Ich habe mich mit einem Freund getroffen, der vorhat, sich einen Savoniusrotor zur Drucklufterzeugung zu bauen.
Was ist ein "Savoniusrotor"?
Rechts ist ein "klassischer" Savoniusrotor zu sehen. Dieser hat 3 übereinander angeordnete Segmente, es können aber auch weniger oder mehr sein. Die Drehachse steht senkrecht, der Generator, Kompressor o.ä. kann daher am untersten Punkt angebracht werden und muss nicht in (großer) Höhe montiert und gewartet werden. Der klassische Savoniusrotor hat pro vertikalem Segment nur zwei Flügel und deshalb einen "Totpunkt", an dem sie evtl. trotz Wind nicht anfangen, sich zu drehen. Verbesserte Typen haben drei Flügel und laufen dehalb immer von selbst an. Diese werden Durchströmrotoren genannt.
Warum Savoniusrotor?
Savoniusrotoren laufen gegenüber "Propeller"-Windmühlen bereits bei kleineren Windstärken an. Sie eignen sich somit vor allem für kleine bis mittleren Windgeschwindigkeiten und Leistungen unter 1kW. "Propeller"-Windmühlen sind tendenziell besser für höhere Windgeschwindigkeiten (und Leistungen) geeignet, also eher für (Groß-) Industrieelle Anwendungen. Angeblich sind Savonius-Rotoren lauter als "Propeller"-Rotoren, aber das dürfte angesichts des gegenüberliegenden Großmarktes mit seinem Ladebetrieb nicht weiter in's Gewicht fallen.
Wohin?
Da der Rotor hoch und schmal ist, kann er auf dem Erdboden aufgestellt werden. Er ragt dann bis zu 5 m empor und wird von einem Gestell gehalten, dass im einfachsten Fall aus zwei abgespannten Baumstämmen mit ein paar Querstreben bestehen kann. Gegenüber der Aufstellung auf dem Dach ist das sicherheits- wie genehmigungstechnisch deutlich einfacher.
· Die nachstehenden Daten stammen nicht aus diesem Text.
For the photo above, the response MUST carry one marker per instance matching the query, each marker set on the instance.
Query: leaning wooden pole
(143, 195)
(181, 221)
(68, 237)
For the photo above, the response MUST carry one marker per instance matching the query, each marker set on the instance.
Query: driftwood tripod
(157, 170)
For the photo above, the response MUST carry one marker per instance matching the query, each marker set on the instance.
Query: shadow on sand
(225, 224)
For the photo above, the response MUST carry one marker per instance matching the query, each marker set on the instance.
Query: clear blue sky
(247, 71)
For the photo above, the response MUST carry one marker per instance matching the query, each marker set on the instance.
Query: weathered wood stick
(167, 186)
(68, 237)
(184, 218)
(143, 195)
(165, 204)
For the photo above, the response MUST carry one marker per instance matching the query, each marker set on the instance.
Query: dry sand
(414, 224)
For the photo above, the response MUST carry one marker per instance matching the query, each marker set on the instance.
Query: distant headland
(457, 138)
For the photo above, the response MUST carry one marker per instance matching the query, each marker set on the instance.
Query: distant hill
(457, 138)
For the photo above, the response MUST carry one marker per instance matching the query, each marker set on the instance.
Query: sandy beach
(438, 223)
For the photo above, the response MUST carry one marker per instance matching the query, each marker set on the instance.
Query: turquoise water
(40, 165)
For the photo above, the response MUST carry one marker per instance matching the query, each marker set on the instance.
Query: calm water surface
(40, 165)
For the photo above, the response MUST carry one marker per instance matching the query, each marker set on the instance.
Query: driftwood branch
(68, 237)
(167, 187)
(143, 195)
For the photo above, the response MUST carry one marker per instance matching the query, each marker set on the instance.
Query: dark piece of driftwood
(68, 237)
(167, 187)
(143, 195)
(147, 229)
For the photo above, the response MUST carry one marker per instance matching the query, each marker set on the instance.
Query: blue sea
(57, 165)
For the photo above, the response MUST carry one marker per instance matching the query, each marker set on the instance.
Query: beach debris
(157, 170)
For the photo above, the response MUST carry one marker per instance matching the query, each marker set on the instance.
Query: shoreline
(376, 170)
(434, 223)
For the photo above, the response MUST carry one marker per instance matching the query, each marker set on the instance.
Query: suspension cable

Was tun mit der Drehbewegung?
- Luft komprimieren
Druckluft ist ein ähnlich universelles Arbeitsmittel wie Elektrizität, aber einfacher zu speichern. Druckluft kann mensch ähnlich wie Strom in alle anderen Energieformen überführen: Strom, Wärme, Schall, Lageenergie, Drehbewegung ... Als Speicher böte sich der Bunker an, wenn mensch den dicht kriegt (wir sind da optimistisch). Aber auch ohne Bunker: alte Druckluft-Tanks sind gut zu kriegen. Wir können sie ja auch verbuddeln (wegen der Sicherheit, falls einer platzt).
- Strom
Erfordert nicht nur viele unökische Akkus zur Speicherung, sondern auch eine nicht ganz unaufwändige Regelung. Geht natürlich trotzdem, vielleicht als "Beiprodukt".
- Wasser pumpen
Vielleicht für die Kläranlage? Eventuell ist es aber auch günstiger, das Wasser mit gespeicherter Druckluft zu pumpen.
- Fahrstuhl betreiben (Barrierefreiheit)
Hier dürften hauptsächlich Sicherheitsbedenken wichtig sein ...
Wie soll die Luft komprimiert werden?
Mit einem handelsüblichen (aber geschnorrten) Werkstattkompressor mittlerer Größe. Die haben meist eine Keilriemenenübertragung vom (Elektro-) Motor zum Kompressor. Hier kann mensch sich ganz einfach andocken und auch ggf. eine einfache Kupplung bauen, falls der Kompressor den Dauerbetrieb uncool findet. Die Idee, einen Kompressor selber zu bauen, wurde verworfen. Warum schlecht selbst basteln, was es schon gut gibt?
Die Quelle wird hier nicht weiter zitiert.